Johns Hopkins University Applied Physics Laboratory
The Composition of Titan's Ionospheric Outflow: Mass Resolved INMS Observations of Exospheric Ions From the T40 Flyby
We report on Cassini Ion and Neutral Mass Spectrometer (INMS) observations above Titan's exobase at altitudes of 2225 km to 3034 km. During the January 2008 T40 Cassini flyby of Titan the Ion and Neutral Mass Spectrometer (INMS) serendipitously observed nonthermal, exospheric ions. This is the first mass-resolved observation of Titan's exospheric ions.

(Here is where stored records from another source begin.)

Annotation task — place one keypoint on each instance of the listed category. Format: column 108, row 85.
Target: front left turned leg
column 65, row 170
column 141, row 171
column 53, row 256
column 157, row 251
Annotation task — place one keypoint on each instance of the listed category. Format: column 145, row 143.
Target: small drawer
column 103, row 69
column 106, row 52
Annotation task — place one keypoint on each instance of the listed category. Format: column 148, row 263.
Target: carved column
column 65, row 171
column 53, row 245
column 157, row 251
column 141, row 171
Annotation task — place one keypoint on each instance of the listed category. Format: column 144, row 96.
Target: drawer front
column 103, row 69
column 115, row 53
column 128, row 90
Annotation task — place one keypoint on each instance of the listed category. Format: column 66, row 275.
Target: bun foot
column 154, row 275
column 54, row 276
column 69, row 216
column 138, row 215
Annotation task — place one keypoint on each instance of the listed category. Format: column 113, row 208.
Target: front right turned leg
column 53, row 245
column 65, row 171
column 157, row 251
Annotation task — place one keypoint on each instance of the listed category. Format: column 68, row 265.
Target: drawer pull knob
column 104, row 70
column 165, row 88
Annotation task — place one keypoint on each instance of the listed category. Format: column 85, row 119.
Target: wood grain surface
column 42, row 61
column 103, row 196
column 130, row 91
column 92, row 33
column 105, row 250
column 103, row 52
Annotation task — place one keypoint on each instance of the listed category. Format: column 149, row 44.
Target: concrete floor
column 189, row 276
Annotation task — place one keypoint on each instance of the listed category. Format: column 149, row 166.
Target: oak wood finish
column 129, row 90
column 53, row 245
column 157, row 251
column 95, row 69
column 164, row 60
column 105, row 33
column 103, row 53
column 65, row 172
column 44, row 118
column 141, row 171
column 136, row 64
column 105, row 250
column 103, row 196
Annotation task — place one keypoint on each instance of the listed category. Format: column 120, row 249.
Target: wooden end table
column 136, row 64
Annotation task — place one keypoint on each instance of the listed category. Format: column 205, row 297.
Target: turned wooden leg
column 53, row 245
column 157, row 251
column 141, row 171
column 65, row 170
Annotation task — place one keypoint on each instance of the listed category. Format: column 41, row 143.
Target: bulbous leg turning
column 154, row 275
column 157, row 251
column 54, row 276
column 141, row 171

We observe significant densities of CH5+, HCNH+ and C2H5+ that require ion-molecule reactions to be produced in the quantities observed. During the observation the Cassini spacecraft was executing a roll causing the INMS to observe several locations in velocity space. Ions are observed with velocities of about 1 km/s. The measured composition and ion velocity suggest that the observed ions must have been created deep inside Titan's ionosphere (below the exobase) and then transported to the detection altitude. Plasma motion from below Titan's exobase to large distances can be driven by a combination of thermal pressure and magnetic forces. The observed outward flows may link the main ionosphere with the more distant wake and provide a source of hydrocarbon ions in the Saturnian system.